3.0    Analytical Methodology

3.1    Mathematical Bases

The “Hailstone Theory” is based on the following equations:

n/2   if n is even

3(n)+1   if n is odd

Lothar Collatz created the “Hailstone Theory”, also known as the Collatz Problem, 3n+1 problem, and the Syracuse Problem, in 1939 [7]. When a number is run through these equations, the output is a sequence of numbers that are in random order from zero to the number of eight-counts of that specific dance routine, eventually reaching one. When the sequence of numbers arrives at one, the program stops the sequence [3].

Along with the “Hailstone Theory”, the programs use a logarithmic function for each of the four specific dances. A logarithmic function [8] is used in The Rhythm of Hailstones to simplify the mathematical calculations. The program uses a log function. The number in front of each logarithmic function is there so the numbers in the sequence do not exceed the number of eight counts for that specific dance routine. It does this by multiplying the log by a number where the highest log output multiplied by the number before it equals the number of the last eight count of the dance. For example, if there are 38 eight counts in the dance, the choreographer does not want the program to output 44 as one of the numbers.

The logarithmic functions used in the programs are as follows:

· Jazz Program (Appendix A): (6)*log(n)

· Hip Hop Program (Appendix B): (8)*log(n)

· Mix Program (Appendix C): (9.5)*log(n)

· Pom Program (Appendix D): (9)*log(n)

Where n is the integer entered by the user.

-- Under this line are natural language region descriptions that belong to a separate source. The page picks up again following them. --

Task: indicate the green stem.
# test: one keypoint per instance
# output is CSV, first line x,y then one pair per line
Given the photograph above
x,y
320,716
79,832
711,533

3.2    Computer Applications

All four programs were created and written by Team 082. The four Rhythm of Hailstones programs are similar in structure with different outputs. The programs all include the stdlib.h, math.h, and iosphere.h source files. All four programs allow the user to enter a starting number between 50 and 100. This range of numbers was chosen because the sequences that are produced work well with the number of eight-counts and the length of the music. The starting number is run through the formulas in a loop. Then the numbers outputted are run through the specific logarithmic function of that program. As a result, the program outputs a list of numbers that increase and decrease in a manner similar to hailstones, for example, 19, 16, 20, 18, 15, 19, 17, 14, 12, 10, 7, 5, 2, 0 (Note: log of 1 is 0). This example from the Hip Hop program used the starting number 75. The first step requires 75 to be multiplied by 3 and have 1 added to that number because the starting number of this example is odd. The final result of this equation is 226 and because 226 is even it is next divided by 2. This continues until the sequence reaches a value of 1. Then each of those numbers is run through the logarithmic function for the Hip Hop program ((8)*log(n)). That is how the smaller numbers are produced. Each number in the sequence corresponds to a video clip issued to a specific eight count. If the user entered 75 in all four programs, the output sequence would be different for each program. This happens because each program has a specific logarithmic function where the number in front of the logarithmic function is different for each dance routine. The numbers differ because each dance has a different number of eight counts.

The logic for the Rhythm of Hailstones programs is simple:

   · The user enters a beginning integer.

   · If the integer is odd, then it is multiplied by three and adds one.

   · If the integer is even, then two divides it.

   · The for() loop has this process continue until the number hits one.

   · Those numbers outputted are run through a logarithm.

   · The program outputs those integers in a list.

   · The user opens Windows Movie Maker (where the video clips are located) and put the video clips in the order of the    outputted sequence.